For many, Independence Day involves grilling some meat, sipping a beer, and lounging by a body of water. For Boston Pops conductor Keith Lockhart, however, the day tends to look a little different.
“I don’t think I’ve had a Fourth of July off in 32, 33 years,” he said, noting that he worked other concerts before joining the Pops in 1995.
Lockhart likens the Pops’ annual Fourth of July extravaganza to the orchestra’s version of a World Series game. This year’s rendition, which will be live-streamed on Boston.com, features an all-female lineup of guests artists, headlined by Newton-raised Rachel Platten. While the holiday itself can be hectic for Lockhart and his orchestra, he said it gets tough the day before.
“The third of July is much worse and much harder than the Fourth of July,” he said.
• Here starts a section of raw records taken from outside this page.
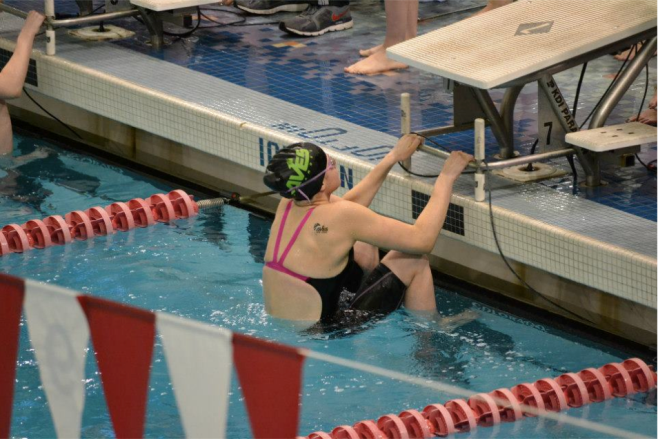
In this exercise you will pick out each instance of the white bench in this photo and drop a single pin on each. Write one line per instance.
(613, 137)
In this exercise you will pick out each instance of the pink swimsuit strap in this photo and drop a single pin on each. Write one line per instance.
(276, 263)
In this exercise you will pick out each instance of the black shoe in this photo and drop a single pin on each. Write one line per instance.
(317, 20)
(268, 7)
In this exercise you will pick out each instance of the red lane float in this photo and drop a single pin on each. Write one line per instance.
(416, 424)
(511, 410)
(392, 427)
(574, 389)
(39, 233)
(344, 432)
(440, 418)
(642, 377)
(554, 399)
(100, 221)
(4, 245)
(96, 221)
(597, 387)
(505, 405)
(60, 233)
(122, 217)
(485, 409)
(462, 415)
(142, 214)
(163, 210)
(618, 378)
(16, 238)
(80, 224)
(368, 430)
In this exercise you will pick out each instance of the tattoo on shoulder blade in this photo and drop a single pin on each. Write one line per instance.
(319, 228)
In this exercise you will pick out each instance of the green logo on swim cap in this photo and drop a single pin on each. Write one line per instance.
(300, 166)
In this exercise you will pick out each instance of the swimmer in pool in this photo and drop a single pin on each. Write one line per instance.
(323, 248)
(12, 76)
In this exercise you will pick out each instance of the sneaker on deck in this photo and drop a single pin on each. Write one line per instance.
(318, 20)
(268, 7)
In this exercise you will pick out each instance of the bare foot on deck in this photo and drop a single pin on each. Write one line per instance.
(375, 64)
(366, 52)
(648, 117)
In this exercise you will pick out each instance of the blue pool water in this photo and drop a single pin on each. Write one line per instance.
(209, 269)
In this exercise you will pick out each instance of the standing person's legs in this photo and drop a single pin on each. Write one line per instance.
(399, 15)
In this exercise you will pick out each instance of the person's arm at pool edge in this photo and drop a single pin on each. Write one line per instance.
(364, 192)
(419, 238)
(12, 76)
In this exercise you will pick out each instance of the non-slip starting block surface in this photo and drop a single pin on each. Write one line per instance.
(523, 38)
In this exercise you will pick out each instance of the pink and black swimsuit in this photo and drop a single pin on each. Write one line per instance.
(329, 289)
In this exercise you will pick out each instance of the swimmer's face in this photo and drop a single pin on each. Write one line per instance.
(331, 178)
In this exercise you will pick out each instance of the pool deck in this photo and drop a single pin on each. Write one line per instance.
(237, 93)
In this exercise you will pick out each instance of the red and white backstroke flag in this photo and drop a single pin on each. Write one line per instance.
(270, 375)
(60, 335)
(123, 339)
(199, 358)
(11, 303)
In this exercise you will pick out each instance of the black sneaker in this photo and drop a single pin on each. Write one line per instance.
(317, 20)
(268, 7)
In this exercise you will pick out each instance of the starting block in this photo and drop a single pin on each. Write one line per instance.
(528, 41)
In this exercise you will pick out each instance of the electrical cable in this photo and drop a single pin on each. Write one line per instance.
(51, 115)
(493, 229)
(580, 84)
(500, 251)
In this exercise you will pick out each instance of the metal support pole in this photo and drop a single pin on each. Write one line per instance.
(496, 122)
(49, 12)
(405, 116)
(154, 26)
(530, 158)
(567, 122)
(479, 158)
(12, 11)
(623, 83)
(507, 111)
(93, 18)
(517, 161)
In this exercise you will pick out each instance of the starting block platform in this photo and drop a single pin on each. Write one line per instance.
(504, 46)
(613, 137)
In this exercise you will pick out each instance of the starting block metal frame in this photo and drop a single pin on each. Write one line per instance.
(532, 41)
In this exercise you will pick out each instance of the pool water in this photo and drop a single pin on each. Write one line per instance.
(208, 268)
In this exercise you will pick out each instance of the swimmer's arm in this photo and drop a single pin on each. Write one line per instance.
(364, 192)
(12, 76)
(419, 238)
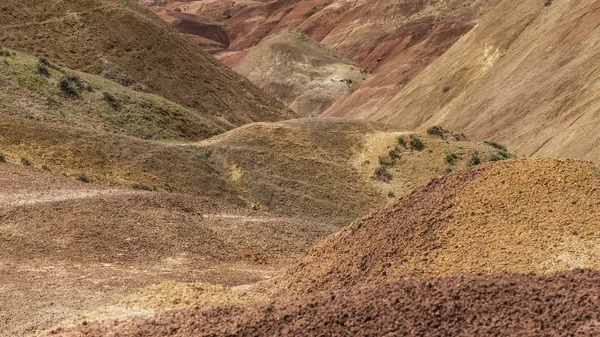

The conductor spends the bulk of the third on the Esplanade, rehearsing, meeting with the music director, and making tweaks to the show. That’s followed by the evening rehearsal concert, which Lockhart said is usually accompanied by “several hours of post-mortem” and discussion.
“So,” he explained, “the first part of my July Fourth day that makes it ideal is when my wife lets me sleep in.”
Specifically, Lockhart said his perfect wake-up time is 9 a.m. It’s not long, however, before he’s back on the edge of the Charles River.
“For me, a day with not a cloud in the sky and about 75 as the high would be the day that I would be hoping for, and I don’t really usually get that,” he said. “I always go to the Esplanade in the middle of the day to kind of cheer on the crowd who is already there waiting, and do some interviews, and that sort of thing. Then after I come home from that, I like to take a big two-hour nap.”
Two to three hours before showtime, Lockhart said he likes to get up, eat a light meal, and focus on the task ahead.
“You have to take it very seriously,” he said. “It really can be the only thing I can do that day is do my best on that concert.”
Lockhart used to catch up on the classic Fourth of July festivities by throwing a party for the Pops staff the next day, but he and his wife realized most people were too exhausted to stop by.
“My wife said to me once, ‘Think of yourself as being the Fourth of July version of Santa Claus. Everybody’s expecting — you’re never going to get to put your feet up and have a nice, cool drink on this day,’” he said. “That’s gladly done because it’s an amazing event, and I’m really grateful to be part of it.”